GRATTE-CIEL
Monstre énorme, géant,
Qui se dresse superbe au centre de la ville.
Squelette d'acier, chair de ciment.
Ses dents de granit froides et dures
Peuvent écraser le soleil d'or du couchant.
Ses milles yeux transparents et bien rangés
Sont-ils ceux d'Argus ressuscités ?
Quand vient la nuit,
Ces yeux qui scintillent la surveillent jalousement.

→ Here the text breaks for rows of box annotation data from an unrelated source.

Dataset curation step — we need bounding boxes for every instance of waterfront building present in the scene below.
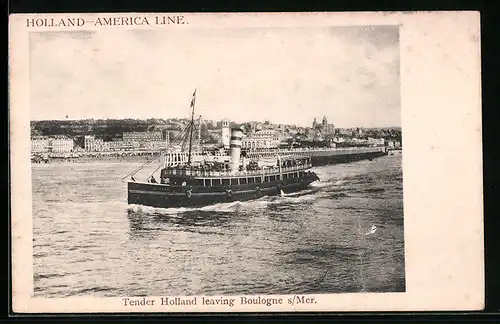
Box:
[221,119,231,149]
[123,131,163,143]
[241,129,281,149]
[49,135,75,153]
[31,136,50,153]
[31,135,75,153]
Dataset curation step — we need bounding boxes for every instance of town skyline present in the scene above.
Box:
[30,26,401,127]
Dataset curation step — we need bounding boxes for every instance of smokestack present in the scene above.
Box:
[230,128,243,171]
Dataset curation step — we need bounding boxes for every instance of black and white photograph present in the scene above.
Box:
[8,14,484,311]
[30,20,405,297]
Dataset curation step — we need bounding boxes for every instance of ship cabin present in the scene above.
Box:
[160,156,312,189]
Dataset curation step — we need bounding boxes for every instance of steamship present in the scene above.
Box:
[127,90,319,208]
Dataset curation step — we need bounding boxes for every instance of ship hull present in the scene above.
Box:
[127,173,319,208]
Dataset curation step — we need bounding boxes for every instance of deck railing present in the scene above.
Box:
[165,164,312,178]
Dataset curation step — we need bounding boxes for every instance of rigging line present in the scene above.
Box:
[148,163,161,179]
[122,156,158,181]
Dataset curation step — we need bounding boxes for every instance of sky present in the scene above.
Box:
[30,26,401,127]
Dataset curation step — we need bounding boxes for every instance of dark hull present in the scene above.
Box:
[128,174,318,208]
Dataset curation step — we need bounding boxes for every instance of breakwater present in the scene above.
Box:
[32,147,388,166]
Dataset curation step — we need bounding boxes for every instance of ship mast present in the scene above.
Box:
[188,89,196,165]
[198,115,201,147]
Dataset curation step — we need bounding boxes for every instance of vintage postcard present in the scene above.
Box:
[9,12,484,313]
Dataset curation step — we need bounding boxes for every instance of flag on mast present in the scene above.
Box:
[191,89,196,108]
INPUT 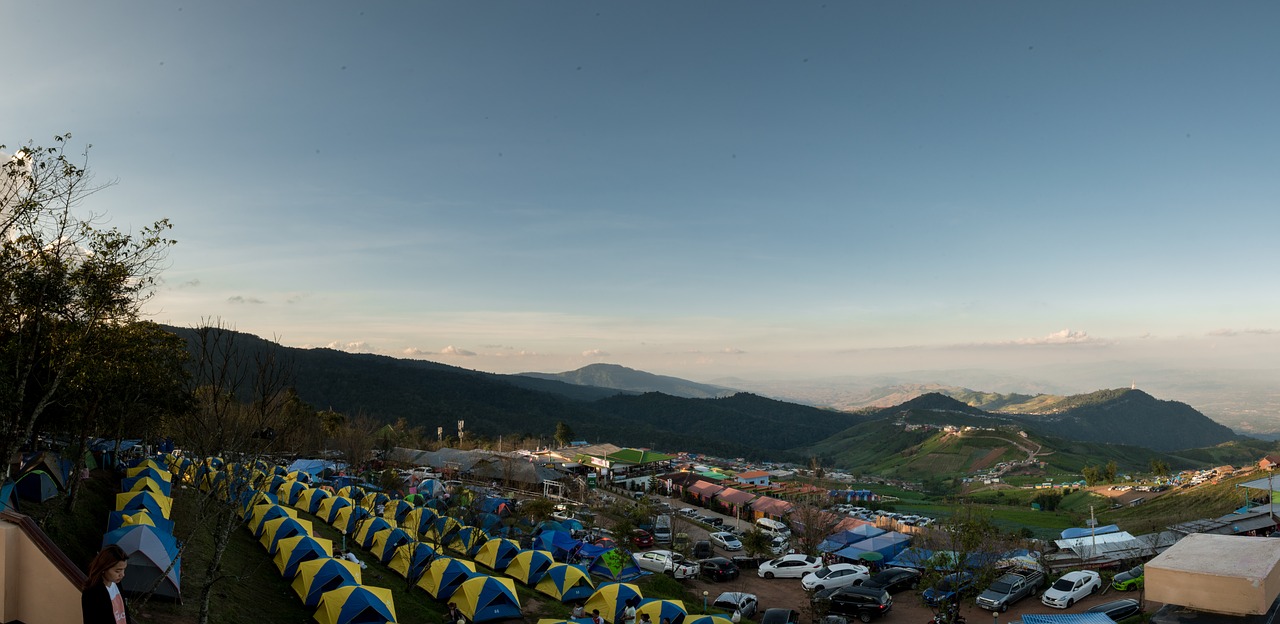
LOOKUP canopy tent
[417,556,476,600]
[584,583,645,624]
[504,550,556,587]
[387,542,435,582]
[475,538,520,572]
[582,547,650,583]
[369,528,413,565]
[636,598,689,624]
[102,524,182,600]
[451,575,521,623]
[14,471,58,503]
[259,517,312,555]
[315,586,396,624]
[274,536,333,579]
[293,558,360,607]
[534,564,599,600]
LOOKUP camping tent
[417,556,476,600]
[585,583,644,623]
[102,524,182,600]
[14,471,58,503]
[274,536,333,579]
[534,564,593,600]
[293,558,360,607]
[506,550,556,587]
[452,575,521,623]
[315,586,396,624]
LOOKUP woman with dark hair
[81,543,133,624]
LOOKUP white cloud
[325,340,378,353]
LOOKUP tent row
[102,459,182,601]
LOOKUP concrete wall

Ont-ils peur qu'elle n'abrite trop de complots et de secrets ?
Wou Wang-Jao
LE MASQUE
Une vie imaginaire
sur les villes est posée.
Partout de fausses lumières
sont peintes sur les paupières
des fenêtres enfermées.
Le pâle soleil qui luit
n'est que plâtre sur les pierres.
La vraie ville est dans la nuit.
Jean Tardieu
AU MARCHé
Les joues de la fruitière
sont en peau d'abricot
La grande charcutière
est ronde comme un jambonneau
La petite marchande de fleurs
fine comme un pois de senteur
Le boulanger
qui n'est pas gros
est un pierrot enfariné
mais sa femme la boulangère
qui n'est pas légère légère
sent bon le sucre et le pain chaud.
Armand Monjo
CRIS DE PARIS
On n'entend plus guère le repasseur de couteux
le repasseur de porcelaines le rempailleur de chaises
on n'entend plus guère que les radios qui bafouillent
des tourne-disques des transistors et des télés
ou bien encore le faible aye aye ouye ouye
que pousse un piéton écrasé
Raymond Queneau
La poésie, c'est comme une ville.
On s'y promène à travers les mots comme à travers les rues. Il y a des images plein les vitrines on rencontre des gens, des autos, des arbres, parfois des animaux.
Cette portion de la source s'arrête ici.